We received the following feedback:
- Names of groups did not match language used by most customers
- 5/6 customers agreed that the methodology was appropriate and matched their mental models
Rapid Iterations through Alignmnet
As a result of the feedback, we updated:
- The group names and descriptions:
- Loyal Fans → Retained Fans
- Recent Fans → New Fans
- Past Fans → Lost Fans
- Potential Fans → Potential Fans
- Aligned on segment descriptions to spell out the exact time ranges we use to automatically-segment ambassadors
Quickly Identify → Community Groups on Ambassadors Page
Based on our research, users were building their activation lists on the Ambassadors page by applying various filters and sorting the table.
Therefore, we decided to add component between the filters and table to display the community segments.
Testing Assumptions
Initially our idea was to add saved filters for the 4 segments that could be clicked to narrow down the ambassador table.
We received the following user feedback on initial sketches:
- Users were confused what the exact segment definitions were
- Users wanted data points to measure progress
- Users wanted to clearly see which groups were on versus off
Rapid Iteration through Sketching
After receiving feedback, we decided to emphasize the component by adding descriptive information to guide the user.
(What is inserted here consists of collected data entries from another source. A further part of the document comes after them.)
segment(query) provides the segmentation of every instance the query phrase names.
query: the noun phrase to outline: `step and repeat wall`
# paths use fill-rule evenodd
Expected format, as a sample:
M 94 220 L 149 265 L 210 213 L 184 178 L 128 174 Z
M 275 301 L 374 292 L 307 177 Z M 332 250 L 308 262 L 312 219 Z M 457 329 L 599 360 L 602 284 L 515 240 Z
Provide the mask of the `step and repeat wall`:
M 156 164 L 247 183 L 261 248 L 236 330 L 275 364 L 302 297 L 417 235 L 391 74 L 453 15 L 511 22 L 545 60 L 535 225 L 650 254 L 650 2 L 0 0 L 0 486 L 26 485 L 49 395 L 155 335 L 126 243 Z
We also included a clear toggle to give the user control and indicate when a segment was included in the Ambassador list below.
High-Fidelity Design
UX and UI decisions
I partnered with our only-designer on the team to turn wireframes and pre-selected Material Design components into a high fidelity design.
In order to help users, especially those that fit the “no natural knack” persona, I wrote copy for each of the 4 segments.
Prototype
Usability tests to de-risk solution
In order to de-risk the solution we tested the methodology as well as the toggle interaction for filtering in or out a respective community segment.
- 6 out of 6 customers successfully narrowed down the Ambassador list to only the “Retained” segment
- 6 out of 6 customers strongly agreed that it was easy to find influencers to re-engage
Hand-off and Development
Outcome
Measuring Success
Metric | Goal | Success? | Learning | |
Outcome | Increase the average retention of customer's communities | 2% in 4
months | ✅ | |
Awareness | Clicks on title for help dialog | 20% in 1st month | ✖️ | Increase click area to open help dialog |
Adoption | Clicks on community segment toggle | 60% in 4 months | ✅ | |
Retention | # of users clicking community segment toggle MoM | 35% average | ✅ |
Next Steps
- Reusable design components - Significantly reduce time for design and QA
- Testing a solution before building it - Developing the methodology and using excel to validate the direction proved to be efficient and cost effective
- Continuous customer feedback - We kept involving a group of customers to get their feedback, which created a strong bond between the product team and the customers.
Future Iterations
- Flexible date ranges - Some users wanted alternate time ranges to the opinionated 6-months.
- Customizing segments - More advanced customers wanted to build additional segments, which was out of scope for our design and development appetite.